ケース2:解約した5年目が1年目〜4年目と同じ事業所得だった場合(最終年度の事業所得>倒産防止共済の戻りの金額の場合)(個人事業主)

項目名1年目〜4年目(単年)5年目
課税所得金額(倒産防止共済受払後の金額)500万円1,100万円
(課税所得のうち、倒産防止共済掛金の受払額)120万円△480万円
税率30%(20%+10%)33%(23%+10%)
倒産防止共済による税金への影響額△34万円+176.15万円

このケースだと、解約した年の所得は他の年と比べて600万円増えます(5年目は掛金の支払いをせず、4年分の掛金合計480万円が返って来る為)。

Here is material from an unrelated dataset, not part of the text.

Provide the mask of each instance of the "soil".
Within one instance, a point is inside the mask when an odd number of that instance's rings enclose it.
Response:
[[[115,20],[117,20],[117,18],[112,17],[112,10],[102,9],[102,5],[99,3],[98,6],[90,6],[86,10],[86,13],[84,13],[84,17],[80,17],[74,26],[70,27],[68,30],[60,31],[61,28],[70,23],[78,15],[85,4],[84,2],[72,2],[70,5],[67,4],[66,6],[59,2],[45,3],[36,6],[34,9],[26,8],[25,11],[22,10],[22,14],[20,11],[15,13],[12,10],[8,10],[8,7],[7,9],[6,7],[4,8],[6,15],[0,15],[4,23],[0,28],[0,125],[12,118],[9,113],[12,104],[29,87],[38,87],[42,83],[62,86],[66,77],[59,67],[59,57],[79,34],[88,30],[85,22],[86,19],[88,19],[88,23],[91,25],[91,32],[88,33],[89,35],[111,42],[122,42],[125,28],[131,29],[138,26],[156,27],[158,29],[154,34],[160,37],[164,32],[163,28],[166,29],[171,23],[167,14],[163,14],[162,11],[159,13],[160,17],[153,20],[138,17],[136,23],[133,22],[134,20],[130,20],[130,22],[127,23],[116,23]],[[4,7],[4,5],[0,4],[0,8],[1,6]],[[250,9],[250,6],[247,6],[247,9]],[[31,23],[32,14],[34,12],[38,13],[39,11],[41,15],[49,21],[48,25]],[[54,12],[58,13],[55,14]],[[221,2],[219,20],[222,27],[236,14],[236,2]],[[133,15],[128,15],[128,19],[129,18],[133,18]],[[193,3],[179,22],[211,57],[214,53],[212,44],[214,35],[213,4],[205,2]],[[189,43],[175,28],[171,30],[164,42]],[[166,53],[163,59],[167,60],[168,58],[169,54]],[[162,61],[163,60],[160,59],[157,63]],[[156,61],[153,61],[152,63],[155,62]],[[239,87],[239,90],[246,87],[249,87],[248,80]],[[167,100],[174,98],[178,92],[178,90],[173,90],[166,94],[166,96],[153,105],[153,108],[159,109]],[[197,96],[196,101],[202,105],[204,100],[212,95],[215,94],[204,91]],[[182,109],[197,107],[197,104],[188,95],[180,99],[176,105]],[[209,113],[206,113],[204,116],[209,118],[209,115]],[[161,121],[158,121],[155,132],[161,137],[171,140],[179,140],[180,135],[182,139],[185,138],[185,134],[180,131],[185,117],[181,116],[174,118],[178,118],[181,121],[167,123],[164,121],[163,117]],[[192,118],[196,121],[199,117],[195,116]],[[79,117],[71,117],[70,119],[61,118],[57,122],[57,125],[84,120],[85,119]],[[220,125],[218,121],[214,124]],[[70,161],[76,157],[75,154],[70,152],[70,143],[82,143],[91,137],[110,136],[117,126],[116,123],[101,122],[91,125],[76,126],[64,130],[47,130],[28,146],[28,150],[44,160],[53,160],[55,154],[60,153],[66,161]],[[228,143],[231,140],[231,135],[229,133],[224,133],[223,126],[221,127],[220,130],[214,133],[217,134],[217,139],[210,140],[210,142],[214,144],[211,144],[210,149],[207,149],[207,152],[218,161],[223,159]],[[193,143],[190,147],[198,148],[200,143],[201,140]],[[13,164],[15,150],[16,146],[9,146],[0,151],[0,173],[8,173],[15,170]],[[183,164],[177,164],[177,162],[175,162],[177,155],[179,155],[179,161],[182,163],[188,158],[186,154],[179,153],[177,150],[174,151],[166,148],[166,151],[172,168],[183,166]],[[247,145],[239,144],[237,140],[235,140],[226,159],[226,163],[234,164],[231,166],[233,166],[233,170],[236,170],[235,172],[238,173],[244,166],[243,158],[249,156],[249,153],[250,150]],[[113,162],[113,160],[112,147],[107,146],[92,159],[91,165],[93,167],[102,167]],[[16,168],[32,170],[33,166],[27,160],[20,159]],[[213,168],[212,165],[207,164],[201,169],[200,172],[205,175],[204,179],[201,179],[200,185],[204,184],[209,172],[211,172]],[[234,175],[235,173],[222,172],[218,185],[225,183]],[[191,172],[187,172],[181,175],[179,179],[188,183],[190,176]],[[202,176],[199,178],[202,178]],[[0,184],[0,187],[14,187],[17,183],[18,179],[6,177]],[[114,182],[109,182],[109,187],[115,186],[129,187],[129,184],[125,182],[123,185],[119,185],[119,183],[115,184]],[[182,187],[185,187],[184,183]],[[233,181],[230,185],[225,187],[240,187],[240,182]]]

従って、5年目の課税所得金額は1,100万円(=500万円+600万円)ですね。

この場合の適用税率は33%(所得税23%+住民税10%)で、倒産防止共済を解約した事により共済に入っていなかった場合と比べて1,761,500円も税金が増える事になります。

毎年340,000円ずつ税金が安くなり4年間で136万円(34万円×4年)も節税出来たのに、5年目に解約する事によって1,761,500円も税金が増えたので、結果として401,500円(=1,761,500円ー1,360,000円)も損をしている事が分かりますね。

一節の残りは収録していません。